L’opzione Schlieffen restava l’unica a disposizione della Germania: una volta deciso di iniziare una guerra offensiva in Belgio alla Germania non restavano altre possibilità che giocarsi tutto su quel fronte. L’alternativa sarebbe stata una guerra difensiva (ma se la Germania avesse avuto un piano difensivo la guerra non sarebbe scoppiata), incompatibile con gli obiettivi tedeschi. Il solo problema, per Molke, era trovare il modo di giustificare come “difensiva” una guerra che sarebbe iniziata attaccando un paese neutrale.
La ricerca di alleati
La possibilità di una guerra vittoriosa, chiaramente, sarebbe stata enormemente facilitata dalla presenza al fianco tedesco di alleati, soprattutto se questi alleati avessero potuto contribuire in modo sostanziale allo sforzo della Germania. Sotto questo aspetto i rapporti con l’Austria apparivano a Moltke adeguatamente solidi: l’Austria era un alleato affidabile. L’altro membro della Triplice era l’Italia, paese verso cui Moltke non si faceva illusioni. Sin dal 1908 Moltke aveva valutato che la debolezza e la situazione strategica dell’Italia non consentissero di contare sul suo contributo militare e l’allentamento della tensione di questo paese con la Francia, a fronte della perdurante alta tensione con l’Austria, induceva ulteriori elementi di preoccupazione. Nel 1912, poi, le perdite subite nella Guerra di Libia portarono i responsabili militari italiani a comunicare che non sarebbe stato più possibile fornire le truppe promesse per rinforzare sul Reno l’ala sinistra tedesca. In realtà, anche se Pollio già l’anno dopo aveva promesso che almeno qualche unità di cavalleria sarebbe stata inviata, a Moltke interessava più l’appoggio morale italiano che quello militare. Così pur accogliendo con favore la promessa di Pollio che per il 1914 almeno due corpi d’armata italiani, oltre a divisioni di cavalleria, sarebbero stati inviati in Germania, il piano di mobilitazione tedesco non teneva conto delle unità italiane e confidava esclusivamente sulle forze tedesche. Moltke aveva molta stima di Pollio ma temeva le forze pacifiste o filofrancesi del governo e del parlamento ed era giunto alla certezza che Germania e Austria avrebbero iniziato la guerra da sole. Allorché Conrad suggerì che le forze italiane disponibili anziché sul Reno potessero esser schierate sul fronte orientale, Moltke rispose che, stante la scarsa affidabilità dell’Italia, conveniva confidare esclusivamente sui piani stabiliti, perché introdurre ulteriori elementi di disturbo avrebbe solo accresciuto la confusione sia per gli italiani sia per le potenze centrali. Meglio accontentarsi delle dichiarazioni italiane e della sua solidarietà politica che chiedere di più. Del resto l’opinione che Moltke, e in genere i comandi tedeschi, avevano dell’esercito italiano era assai bassa, al punto che un collaboratore di Moltke si sentì di poter prevedere che “che l’Italia combatta o no questa guerra è dubbio ma è certo che combatterà la prossima contro l’Austria”.

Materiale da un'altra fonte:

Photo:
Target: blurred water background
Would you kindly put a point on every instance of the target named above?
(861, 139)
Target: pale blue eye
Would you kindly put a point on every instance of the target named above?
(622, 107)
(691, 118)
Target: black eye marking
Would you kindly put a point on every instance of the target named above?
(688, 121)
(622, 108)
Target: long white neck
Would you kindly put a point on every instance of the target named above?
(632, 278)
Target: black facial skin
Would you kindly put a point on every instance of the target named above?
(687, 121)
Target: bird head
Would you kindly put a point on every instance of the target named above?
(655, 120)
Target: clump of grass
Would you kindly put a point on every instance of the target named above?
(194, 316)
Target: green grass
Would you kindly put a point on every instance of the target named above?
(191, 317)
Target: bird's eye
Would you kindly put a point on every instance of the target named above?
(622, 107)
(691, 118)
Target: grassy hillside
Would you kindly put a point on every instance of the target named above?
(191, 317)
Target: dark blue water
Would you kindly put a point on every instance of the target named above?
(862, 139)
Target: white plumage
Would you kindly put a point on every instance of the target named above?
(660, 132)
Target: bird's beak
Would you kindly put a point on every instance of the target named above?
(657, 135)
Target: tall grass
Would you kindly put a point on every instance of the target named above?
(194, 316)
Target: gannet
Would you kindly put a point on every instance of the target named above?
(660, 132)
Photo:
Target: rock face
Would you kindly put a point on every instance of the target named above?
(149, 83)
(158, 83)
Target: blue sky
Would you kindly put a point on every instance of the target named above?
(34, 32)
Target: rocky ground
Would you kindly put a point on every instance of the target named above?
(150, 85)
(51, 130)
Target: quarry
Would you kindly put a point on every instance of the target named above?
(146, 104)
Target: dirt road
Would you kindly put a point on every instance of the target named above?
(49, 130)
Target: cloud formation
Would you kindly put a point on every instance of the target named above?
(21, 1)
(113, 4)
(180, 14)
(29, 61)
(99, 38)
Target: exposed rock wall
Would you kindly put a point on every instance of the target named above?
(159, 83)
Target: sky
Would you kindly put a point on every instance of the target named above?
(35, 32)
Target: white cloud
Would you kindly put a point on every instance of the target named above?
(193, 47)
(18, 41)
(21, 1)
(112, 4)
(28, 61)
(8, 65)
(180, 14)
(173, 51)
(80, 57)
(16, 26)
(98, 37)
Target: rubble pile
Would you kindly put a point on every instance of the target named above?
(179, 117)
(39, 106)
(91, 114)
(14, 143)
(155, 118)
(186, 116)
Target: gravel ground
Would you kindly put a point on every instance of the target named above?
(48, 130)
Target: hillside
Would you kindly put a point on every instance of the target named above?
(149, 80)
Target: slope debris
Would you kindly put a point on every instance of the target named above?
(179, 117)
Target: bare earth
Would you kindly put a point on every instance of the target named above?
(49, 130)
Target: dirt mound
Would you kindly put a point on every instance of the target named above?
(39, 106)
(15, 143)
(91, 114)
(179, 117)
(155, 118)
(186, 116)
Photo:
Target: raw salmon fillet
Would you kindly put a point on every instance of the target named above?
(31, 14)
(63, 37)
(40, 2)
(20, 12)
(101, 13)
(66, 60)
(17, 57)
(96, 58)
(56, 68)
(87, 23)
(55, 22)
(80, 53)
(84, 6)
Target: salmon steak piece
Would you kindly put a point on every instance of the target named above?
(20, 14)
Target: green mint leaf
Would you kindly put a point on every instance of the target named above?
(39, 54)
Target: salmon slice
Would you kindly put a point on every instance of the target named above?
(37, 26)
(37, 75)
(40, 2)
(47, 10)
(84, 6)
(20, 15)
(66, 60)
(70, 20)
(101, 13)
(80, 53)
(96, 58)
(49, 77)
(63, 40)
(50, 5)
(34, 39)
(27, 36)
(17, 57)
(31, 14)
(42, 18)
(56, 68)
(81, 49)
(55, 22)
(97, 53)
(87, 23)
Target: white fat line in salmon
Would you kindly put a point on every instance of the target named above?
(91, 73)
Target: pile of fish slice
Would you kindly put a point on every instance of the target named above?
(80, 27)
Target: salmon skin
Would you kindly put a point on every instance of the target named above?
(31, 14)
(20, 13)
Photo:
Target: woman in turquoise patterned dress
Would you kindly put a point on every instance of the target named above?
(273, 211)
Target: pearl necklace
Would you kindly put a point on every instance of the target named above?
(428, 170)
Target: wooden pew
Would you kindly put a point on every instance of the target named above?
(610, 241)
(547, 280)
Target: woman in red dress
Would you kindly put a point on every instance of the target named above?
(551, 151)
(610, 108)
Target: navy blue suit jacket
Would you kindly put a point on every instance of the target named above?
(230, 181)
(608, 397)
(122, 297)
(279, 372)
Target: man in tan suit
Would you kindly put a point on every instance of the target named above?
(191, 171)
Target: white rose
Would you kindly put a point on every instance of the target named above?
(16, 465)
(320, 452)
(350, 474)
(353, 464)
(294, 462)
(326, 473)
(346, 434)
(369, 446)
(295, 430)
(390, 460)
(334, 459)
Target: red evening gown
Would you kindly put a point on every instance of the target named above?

La morte di Pollio, lo stesso giorno dell’attentato di Sarajevo, complicò la questione. Nel periodo di interregno (Cadorna entrò il carica solo il 27/7) l’incaricato militare tedesco, l’abile e ben informato Kliest, fu sostituito, con forte irritazione di Moltke, lasciando la Germania senza la possibilità non solo di influire sugli italiani, ma nemmeno di informare lo Stato Maggiore Tedesco di ciò che accadeva in Italia. Il timore che l’Italia, priva di Pollio, potesse a lungo termine cambiare prospettiva fu uno degli elementi che indussero Moltke a pensare che una guerra fosse “meglio prima che poi”.